L’analyse intégrée des structures sédimentaires, des fossiles de corps et des traces d’activités biologiques permet aux auteurs de soutenir l’idée que le déclin de la biote édiacarienne a été entraîné par un événement évolutif rapide - une sorte de « révolution biologique » - plutôt que par une extinction massive isolée ou la disparition d’une fenêtre taphonomique spécifique. Les innovations comportementales des nouveaux métazoaires auraient joué un rôle déterminant, remodelant en profondeur les écosystèmes et marginalisant peu à peu les formes de vie microbiennes et molles qui dominaient jusque-là.


Ces résultats, qui résonnent avec les grandes hypothèses internationales sur l’origine de l’explosion cambrienne, apportent un éclairage original depuis le continent africain, longtemps sous-représenté dans l’étude de cette transition planétaire.

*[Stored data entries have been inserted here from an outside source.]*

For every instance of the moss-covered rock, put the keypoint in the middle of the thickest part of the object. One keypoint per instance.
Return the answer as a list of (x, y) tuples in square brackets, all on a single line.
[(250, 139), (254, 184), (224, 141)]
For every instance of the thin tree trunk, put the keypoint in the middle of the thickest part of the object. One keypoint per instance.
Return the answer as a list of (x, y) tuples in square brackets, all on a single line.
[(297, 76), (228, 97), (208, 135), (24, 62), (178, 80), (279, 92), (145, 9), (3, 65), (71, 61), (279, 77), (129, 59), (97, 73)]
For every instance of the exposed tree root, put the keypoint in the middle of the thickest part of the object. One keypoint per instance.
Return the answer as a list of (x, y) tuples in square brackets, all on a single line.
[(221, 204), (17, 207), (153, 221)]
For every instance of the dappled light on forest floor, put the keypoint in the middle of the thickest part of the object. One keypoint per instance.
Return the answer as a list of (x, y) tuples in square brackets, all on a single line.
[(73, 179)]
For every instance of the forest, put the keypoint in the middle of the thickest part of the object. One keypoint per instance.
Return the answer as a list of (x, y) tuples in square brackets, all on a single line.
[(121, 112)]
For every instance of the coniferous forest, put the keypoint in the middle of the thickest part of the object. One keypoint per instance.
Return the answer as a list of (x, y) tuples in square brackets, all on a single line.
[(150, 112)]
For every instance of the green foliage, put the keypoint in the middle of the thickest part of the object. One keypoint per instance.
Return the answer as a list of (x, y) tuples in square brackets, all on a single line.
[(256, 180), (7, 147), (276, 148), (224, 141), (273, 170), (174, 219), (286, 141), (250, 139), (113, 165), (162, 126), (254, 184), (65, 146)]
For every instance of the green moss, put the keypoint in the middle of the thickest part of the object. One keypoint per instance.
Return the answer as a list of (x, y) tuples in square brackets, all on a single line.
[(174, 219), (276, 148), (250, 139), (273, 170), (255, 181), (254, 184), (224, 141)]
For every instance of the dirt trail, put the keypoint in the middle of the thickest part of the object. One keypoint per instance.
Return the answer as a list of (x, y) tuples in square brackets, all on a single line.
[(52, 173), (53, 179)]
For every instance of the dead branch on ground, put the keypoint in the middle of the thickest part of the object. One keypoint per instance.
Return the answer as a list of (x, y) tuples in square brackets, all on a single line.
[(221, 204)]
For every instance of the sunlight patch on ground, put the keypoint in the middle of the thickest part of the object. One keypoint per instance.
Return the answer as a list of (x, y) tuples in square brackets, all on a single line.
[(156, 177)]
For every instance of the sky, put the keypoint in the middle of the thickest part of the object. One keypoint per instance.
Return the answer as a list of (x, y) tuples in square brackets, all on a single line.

Une contribution majeure à l’histoire de la vie

L’étude de la biote d’Adoudou, menée par Azizi et ses collègues (Olev Vinn, Asmaa El Bakhouch, Kalle Kirsimäe, Ahmid Hafid et Khadija El Hariri), ouvre ainsi une nouvelle fenêtre sur l’un des plus grands tournants biologiques de la Terre. Elle confirme le potentiel exceptionnel du Maroc, et de l’Anti-Atlas en particulier, à livrer des données essentielles sur les débuts de la vie complexe.


À l’heure où les débats scientifiques restent vifs sur la nature exacte de la transition Édiacarien–Cambrien, cette découverte marocaine offre des éléments concrets, datés, contextualisés et comparables à ceux d’autres régions paléontologiques clés comme l’Australie, la Sibérie ou l’Amérique du Nord. Une pierre de plus à l’édifice de la grande histoire de la vie.